Non-domestic LPG, which consumers buy after exhausting their quota of 12 bottles of 14.2-kg each at subsidised rates, will cost Rs 626.50 as against Rs 616 per 14.2-kg cylinder.
Households are entitled to 12 cylinders of 14.2-kg each or 34 bottles of 5-kg each at subsidised rates of Rs 417 or Rs 155, respectively in Delhi.
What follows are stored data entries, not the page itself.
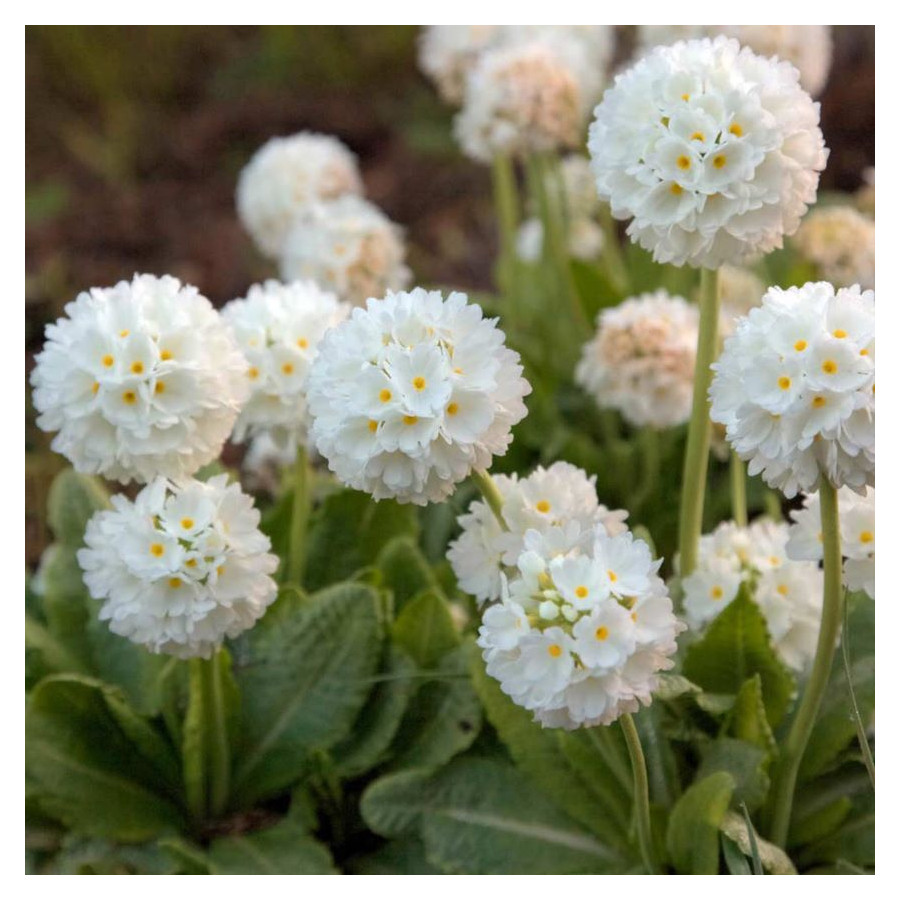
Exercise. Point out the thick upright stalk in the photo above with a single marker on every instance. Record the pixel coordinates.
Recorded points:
(641, 791)
(491, 495)
(738, 479)
(299, 517)
(696, 457)
(798, 737)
Any requirement beyond this has to be bought at the market price.
While the market priced or non-subsidised 14.2-kg cylinder will cost Rs 626.50 from June 01, the in 5-kg pack will cost Rs 318.50.
Following similar trends, rates of market-priced 19 kg LPG cylinder has been hiked to Rs 1,151 per bottle from Rs 1,134.
Rates vary from state-to-state depending on the incidence of local sales tax or VAT.
Jet fuel constitutes over 40 per cent of an airline’s operating costs and the price cut will reduce the financial burden on cash-strapped carriers.
No immediate comment was available from airlines on the impact of the price hike on passenger fares.
State-owned fuel retailers, Indian Oil Corp (IOC), Bharat Petroleum Corp (BPCL) and Hindustan Petroleum Corp (HPCL) revise jet fuel and non-subsidised LPG prices on the first of every month based on average imported cost and rupee-dollar exchange rate. The same on petrol and diesel is done on a fortnightly basis.